Low pass filter: cutoff and peak output

[joel amos]

Homework Statement

(a) If R₁ = 4.7kΩ, what value for C₁ will give a cutoff frequency of 50kHz?
(b) If the input voltage is described by the equation V_in = 3cos(2π(4000)t), what will the peak output voltage be?[/B]

Homework Equations

(a) f_c = 1/(2πRC)
(b) V_out/V_in = 1/√(1 + (2πfRC)²)

The Attempt at a Solution

(a) I rearranged the equation to C = 1/(2πf_cR). I got 71.2 pF but am uncertain.
(b) Not sure if this is the relevant equation. If it is, than I am uncertain how to get the frequency of the input voltage.

 

[milesyoung]

(a) I rearranged the equation to C = 1/(2πfcR). I got 71.2 pF but am uncertain.

The equation is fine, but you got the wrong number out of it. Can't tell you what went wrong if you don't show your calculation.

(b) Not sure if this is the relevant equation. If it is, than I am uncertain how to get the frequency of the input voltage.

Recall the general expression $A\cos(\omega t + \phi)$, where $A$, $\omega$, $\phi$ is the amplitude, angular frequency and phase, respectively, of the sinusoid. Match that to what you're given.
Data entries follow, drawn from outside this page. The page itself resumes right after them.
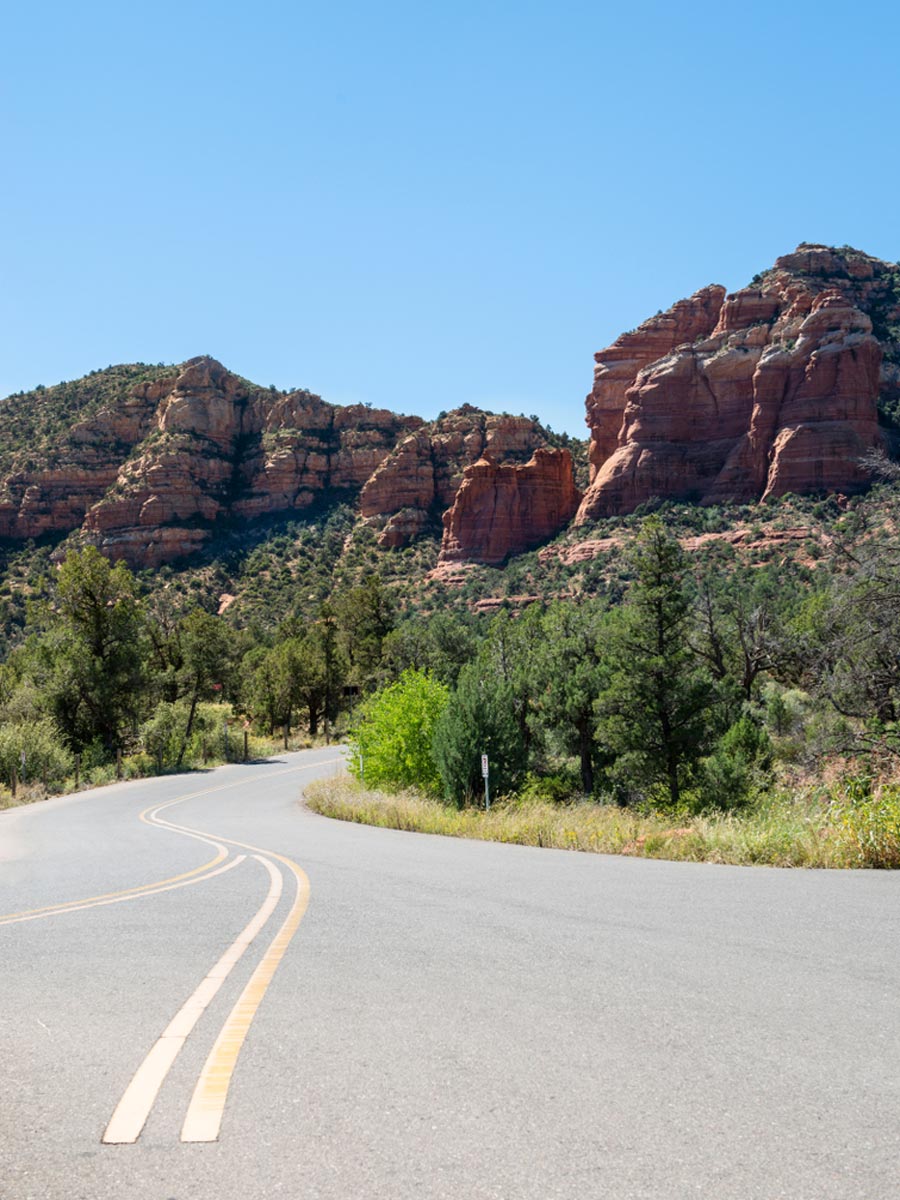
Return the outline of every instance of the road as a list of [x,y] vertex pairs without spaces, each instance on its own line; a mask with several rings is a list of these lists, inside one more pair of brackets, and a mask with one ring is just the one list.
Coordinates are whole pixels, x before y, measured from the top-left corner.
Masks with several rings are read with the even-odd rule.
[[345,825],[336,760],[0,814],[3,1200],[900,1194],[900,875]]

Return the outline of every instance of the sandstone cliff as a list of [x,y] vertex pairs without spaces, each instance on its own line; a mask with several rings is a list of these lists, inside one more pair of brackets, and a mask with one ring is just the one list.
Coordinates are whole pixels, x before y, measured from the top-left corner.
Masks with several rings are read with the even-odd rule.
[[153,567],[223,527],[358,498],[384,547],[443,522],[441,561],[504,561],[572,519],[653,497],[705,503],[851,492],[900,448],[900,267],[802,245],[732,295],[717,285],[595,356],[590,481],[526,417],[464,405],[426,424],[214,359],[110,367],[3,401],[0,538],[78,531]]
[[39,453],[7,455],[0,537],[80,527],[105,554],[156,566],[202,548],[223,519],[358,490],[423,423],[256,388],[207,357],[134,383],[128,369],[113,370],[124,393],[85,402],[86,415]]
[[444,513],[440,562],[503,563],[558,533],[580,499],[568,450],[544,447],[522,464],[486,454],[466,467]]
[[326,488],[358,489],[398,436],[421,424],[309,392],[253,388],[214,359],[192,359],[160,400],[143,452],[88,510],[84,529],[105,553],[166,562],[203,546],[223,518],[302,509]]
[[[465,468],[483,454],[524,463],[546,440],[527,417],[469,405],[426,426],[307,391],[261,389],[208,357],[168,372],[110,368],[97,379],[102,385],[60,385],[69,389],[62,400],[51,389],[34,436],[18,449],[0,446],[0,537],[80,530],[110,557],[154,567],[203,549],[223,522],[302,510],[326,493],[361,493],[361,514],[379,528],[381,544],[402,546],[440,527]],[[7,416],[27,425],[27,398],[6,404]],[[547,484],[552,492],[549,477]],[[538,499],[528,503],[541,510]],[[549,520],[555,504],[548,492],[535,525],[547,531],[542,537],[571,516],[566,509]],[[486,495],[481,507],[491,553],[514,552],[522,544],[515,519],[502,547],[506,519],[487,515]]]
[[[77,528],[150,433],[174,383],[160,369],[111,368],[79,384],[14,396],[2,413],[0,537],[37,538]],[[42,422],[41,409],[55,419]]]
[[887,411],[898,396],[898,324],[900,268],[803,245],[750,287],[705,288],[623,335],[595,356],[577,520],[652,497],[863,486],[859,459],[882,441],[879,400]]
[[[463,405],[404,438],[366,483],[360,513],[382,546],[405,546],[453,504],[466,467],[482,455],[524,462],[545,439],[528,417]],[[558,529],[553,531],[558,532]]]

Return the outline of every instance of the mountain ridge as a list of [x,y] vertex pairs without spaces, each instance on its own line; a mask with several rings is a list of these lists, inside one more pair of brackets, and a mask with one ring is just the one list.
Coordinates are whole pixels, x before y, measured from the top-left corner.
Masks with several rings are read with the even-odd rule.
[[443,562],[500,565],[651,501],[858,491],[859,460],[900,431],[900,266],[801,243],[594,357],[587,478],[581,443],[534,417],[335,405],[210,356],[19,393],[0,401],[0,538],[157,567],[331,495],[383,550],[442,535]]

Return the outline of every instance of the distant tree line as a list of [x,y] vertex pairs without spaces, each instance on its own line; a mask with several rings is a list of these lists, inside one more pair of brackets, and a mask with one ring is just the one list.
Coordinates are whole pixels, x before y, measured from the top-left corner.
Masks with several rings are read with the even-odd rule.
[[312,619],[240,628],[174,589],[144,595],[95,549],[30,601],[0,666],[0,778],[48,785],[124,755],[134,773],[207,760],[229,723],[254,736],[348,727],[367,784],[480,802],[597,796],[735,808],[773,758],[900,754],[900,561],[863,538],[814,574],[685,555],[658,516],[624,593],[493,619],[402,615],[373,575]]

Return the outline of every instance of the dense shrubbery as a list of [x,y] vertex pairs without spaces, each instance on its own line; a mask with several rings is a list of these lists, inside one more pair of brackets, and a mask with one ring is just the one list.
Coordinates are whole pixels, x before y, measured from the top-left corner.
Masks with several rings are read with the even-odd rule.
[[[501,613],[476,640],[435,731],[444,798],[482,803],[482,753],[495,798],[593,796],[673,818],[762,812],[778,773],[814,779],[829,759],[839,770],[863,756],[890,775],[900,607],[875,544],[834,577],[724,555],[698,570],[658,515],[645,518],[618,602]],[[428,623],[414,627],[424,657]],[[412,629],[402,640],[414,643]],[[857,847],[844,860],[900,862],[896,795],[882,784],[853,803],[818,802]]]
[[48,717],[17,724],[0,723],[0,778],[16,778],[25,784],[39,780],[58,786],[71,772],[71,753],[62,743],[59,729]]

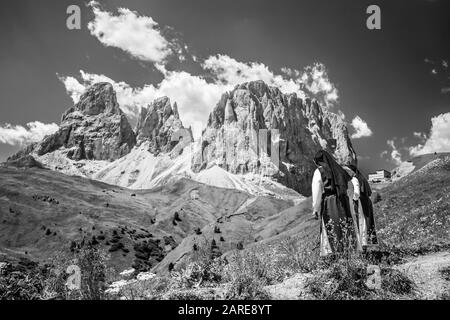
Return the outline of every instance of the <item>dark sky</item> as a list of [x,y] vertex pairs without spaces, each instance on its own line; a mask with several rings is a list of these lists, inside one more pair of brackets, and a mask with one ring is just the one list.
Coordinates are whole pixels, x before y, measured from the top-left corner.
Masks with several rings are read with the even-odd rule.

After you've done that, think about what the purpose of a low-pass filter is and how it affects signals below and above its cut-off frequency.

 

[joel amos]

(a) I rechecked my work and got 677.3 pF
(b) So if without the low pass filter the peak voltage would be 3V. Would the frequency be 2π4000 = 25132.7? What about phase? If I'm assuming the values from part (a), then wouldn't the output voltage match the input voltage as 25.1 kHz < 50kHz and this is a low pass filter? If this is wrong and the frequency is really higher than the cutoff, I know that output lessens as frequency increases, but I'm not sure of the equation that would give me the voltage output.

 

[milesyoung]

(a) I rechecked my work and got 677.3 pF

Great.

Would the frequency be 2π4000 = 25132.7?

You have ω = 2π4000 rad/s, which is the angular frequency. What is the relationship between frequency and angular frequency?

If I'm assuming the values from part (a), then wouldn't the output voltage match the input voltage as 25.1 kHz < 50kHz and this is a low pass filter?

Approximately, if the frequency of the input waveform was lower. There'll be a difference in phase.

 

[joel amos]

Ah right, so the frequency is simply 4 kHz, which means V_out would be approximately equal to V_in.

 

[LvW]

Yes - approximately. However, do you think this answers the queston? Why not do an exact calculation?

 

[joel amos]

Well, I don't know how to do the calculation. This graph makes is seem as though they'd be exactly equivalent:

 

[LvW]

No - it`s impossible. Because at 4 kHz the capacitor has an impedance other than infinite, you have a (small) voltage division between R and C.
In addition, there is a (small) phase shift, Thus, you have to use the complex transfer function for separately calculating magnitude and phase.
Don`t you remember - in your first post you have given already the correct magnitude expression. Insert the frequency - and you have the result.

(Remark: The shown graph is not very realistic for a first-order lowpass)